In order to create the 229E genome in 2001:

A reverse-genetic system was created for the generation of recombinant “coronaviruses”
This system was based upon the in vitro transcription of infectious RNA from a cDNA copy of the human “coronavirus” 229E genome that has been cloned and propagated in vaccinia “virus”
They decided to pursue an alternative strategy based upon the optimization of in vitro DNA ligation, the use of vaccinia “virus” as a eukaryotic cloning vector and the cytoplasmic expression of transfected RNA that has been transcribed in vitro
They did so for three reasons:
1. “Poxvirus” vectors are eminently suitable for the cloning of large cDNAs as it had been shown that they have the capacity to accept at least 26 kbp of foreign DNA and recombinant vaccinia genomes of this size are stable, infectious and replicate in tissue culture to the same titre as “non-recombinant virus”
2. Vaccinia “virus” vectors were developed that were designed for the insertion of foreign DNA by in vitro ligation
3. Using this approach, recombinant “virus” was said to be recovered from an infectious RNA that was introduced and replicated in the cytoplasm of the transfected cell
In this study, the researchers claim to show that human “coronavirus” cDNA fragments of more than 27 kbp can be stably cloned and propagated in vaccinia “virus”
Moreover, a recombinant vaccinia “virus” clone, containing a full-length HCoV cDNA, enabled them to produce infectious in vitro RNA transcripts and to rescue recombinant human “coronavirus”
Human lung fibroblast (MRC-5), monkey kidney fibroblast (CV-1) and human cervix epithelial (HeLa-S3) cells were purchased from the European Collection of Cell Cultures and maintained in minimum essential medium (MEM) supplemented with HEPES (25 mM), foetal bovine serum (5–10%) and antibiotics
HCoV 229E, vaccinia “virus” strain vNotI/tk and vaccinia “virus” recombinants were propagated, titrated and purified by using standard procedures
Fowlpox “virus” strain HP1.441 was propagated in chicken embryo fibroblast cells that were maintained in MEM supplemented with 7% foetal bovine serum
Feel free to read the rest of the paper which details the many steps involved in creating this “coronavirus” genome from various different sources (vaccinia “virus,” recombinant vaccinia “virus,” fowlpox “virus”) outside of a “coronavirus” but the bottom line is that they cloned a full-length cDNA copy of the human “coronavirus” genome in the vaccinia “virus” genome to produce infectious RNA transcripts from this template

Thus, the “idealized” reference genome used for the creation of the 229E genome in 2012 is nothing but a synthetic lab-created cloned recombinant mixture of DNA from many sources.
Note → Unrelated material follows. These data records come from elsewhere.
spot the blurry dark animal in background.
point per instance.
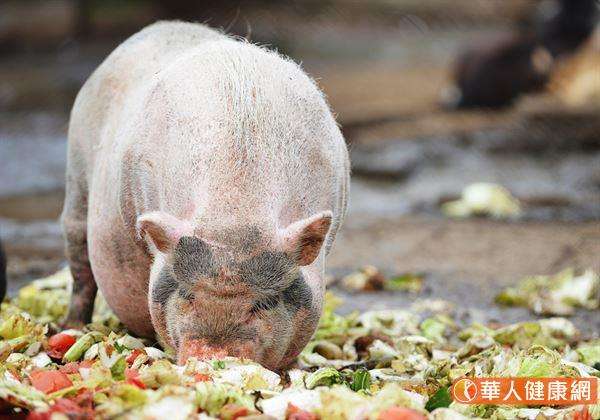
(2, 274)
(494, 74)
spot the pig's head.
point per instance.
(240, 292)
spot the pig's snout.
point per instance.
(203, 350)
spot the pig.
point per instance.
(206, 181)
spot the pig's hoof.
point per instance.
(72, 324)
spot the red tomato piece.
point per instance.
(400, 413)
(132, 376)
(59, 344)
(49, 381)
(296, 413)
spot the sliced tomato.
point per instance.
(132, 376)
(202, 377)
(66, 407)
(134, 354)
(232, 412)
(49, 381)
(400, 413)
(86, 364)
(59, 344)
(296, 413)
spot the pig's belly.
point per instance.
(121, 269)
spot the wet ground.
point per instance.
(408, 156)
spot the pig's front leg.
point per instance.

It did not come directly from purified/isolated “virus” particles taken from a human.

END DETOUR # 1.

This reference sequence is obtained from the infectious HCoV-229E cDNA clone (Inf-1) that is based on the 1973-deposited laboratory-adapted prototype strain of HCoV-229E (VR-740)
The 1973-deposited prototype strain was originally “isolated” in 1962 from a medical student with an upper respiratory infection at the University of Chicago
Of the current HCoV-229E isolates, only limited sequence data have been obtained
Sequence data from other genomic regions are still lacking, as no full-genome sequence of a non-lab-adapted “virus” was available
The “virus” was propagated upon human airway epithelial cells, as described in reference 9

DETOUR # 2:

To better understand the cell culture process they used for the 2012 genome, the researchers referenced this 2009 study on the HBoV as the method they used:

Human Bocavirus Can Be Cultured in Differentiated Human Airway Epithelial Cells

“In 2005, a human bocavirus was discovered in children with respiratory tract illnesses. Attempts to culture this virus on conventional cell lines has failed thus far. We investigated whether the virus can replicate on pseudostratified human airway epithelium. This cell culture system mimics the human airway environment and facilitates culturing of various respiratory agents. The cells were inoculated with human bocavirus-positive nasopharyngeal washes from children, and virus replication was monitored by measuring apical release of the virus via real-time PCR. Furthermore, we identified different viral mRNAs in the infected cells. All mRNAs were transcribed from a single promoter but varied due to alternative splicing and alternative polyadenylation, similar to what has been described for bovine parvovirus and minute virus of canines, the other two members of the Bocavirus genus. Thus, transcription of human bocavirus displays strong homology to the transcription of the other bocaviruses. In conclusion, we report here for the first time that human bocavirus can be propagated in an in vitro culture system and present a detailed map of the set of mRNAs that are produced by the virus.”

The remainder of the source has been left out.